McGowan Institute for Regenerative Medicine affiliated faculty member Pablo Sanchez, MD, PhD, is an Associate Professor of Cardiothoracic Surgery; Vice Chairman, Benign Lung Diseases; Chief, Division of Lung Transplant and Lung Failure; Surgical Director, Lung Transplantation and ECMO; Director, Lung Transplant Research; and, Director, Ex Vivo Lung Perfusion (EVLP) Program, all within the Department of Cardiothoracic Surgery at the University of Pittsburgh. The UPMC Lung Transplant Program is one of the most recognized and experienced centers in the world. Physicians of this team evaluate many high-risk patients, including those needing re-transplantation. Beth Slack was one of these patients. Dr. Sanchez and Mrs. Slack were interviewed recently by Meghan Schiller, KDKA. Watch the interview here; part of their conversation transcript follows:
Double lung transplants are not uncommon, but it’s extremely rare to need a double lung transplant done twice. It was last April, when Mrs. Slack got the news: her body was rejecting her new lungs. After undergoing a double lung transplant again, she was asked how’s she doing today:
“I’m actually feeling great,” Mrs. Slack said, a mother of two. “My children just started football and cheerleading, for once I can step in with them and help out and run alongside the field. I volunteer with the other parents, we ride bikes up and down our street, it’s a lot, there’s a lot I can do now.”
Mrs. Slack’s situation is unique, and it was a certain health condition that caused her to need a second double lung transplant, according to Dr. Sanchez.
“She has something that is called ‘Kartagener’s syndrome,’ which is a genetic disorder which pretty much [means] all her organs are flipped,” he explained. “So, her liver is actually on the wrong side, her lungs are flipped, everything is completely the opposite of what you’d see in a normal person.”
So, how does a doctor deal with someone with such a unique situation?
“Well, that’s actually the only two organs she had in the right place.
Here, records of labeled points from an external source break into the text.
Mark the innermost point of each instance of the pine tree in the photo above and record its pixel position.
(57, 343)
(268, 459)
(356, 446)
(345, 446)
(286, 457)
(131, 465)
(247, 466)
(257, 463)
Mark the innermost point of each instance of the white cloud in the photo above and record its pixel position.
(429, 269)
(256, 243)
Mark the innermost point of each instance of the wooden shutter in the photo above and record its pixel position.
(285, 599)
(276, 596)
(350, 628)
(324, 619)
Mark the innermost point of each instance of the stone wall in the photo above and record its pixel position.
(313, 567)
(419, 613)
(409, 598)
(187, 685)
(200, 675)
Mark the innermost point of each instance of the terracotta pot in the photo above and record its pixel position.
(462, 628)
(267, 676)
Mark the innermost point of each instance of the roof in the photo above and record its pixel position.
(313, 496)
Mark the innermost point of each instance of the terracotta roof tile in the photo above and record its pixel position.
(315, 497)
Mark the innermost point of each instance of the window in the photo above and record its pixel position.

Her right lung was where the right lung should be and the left lung is where the left lung should be,” Dr. Sanchez said. “Pretty much [we] have to retrofit normal lungs to her anatomy, and that’s what we did twice, actually.”
Mrs. Slack’s need for a second double transplant is extremely rare, according to Dr. Sanchez. In a good year, there are 40 patients out of 3,000 transplants (or less than 5%) they see that need a re-transplantation.
With a new lease on life, Mrs. Slack has plenty to look forward to.
“Honestly, I’m just looking forward to hopefully having simplicity, normalcy, to give my kids a normal life and for them not to have a sick mom,” she said. “And to be able to do everything every other mother can do.”
She also has an inspiring message to those waiting for the same call she waited for.
“Don’t lose hope and keep up the fight because it’s worth it,” she said. “It’s not easy, I warn everybody that asks me, and that’s even what Dr. Sanchez told me – that if I want it, I got to work for it. Still to this day, I work, it’s not easy, there’s still challenges that I’ve gone through.”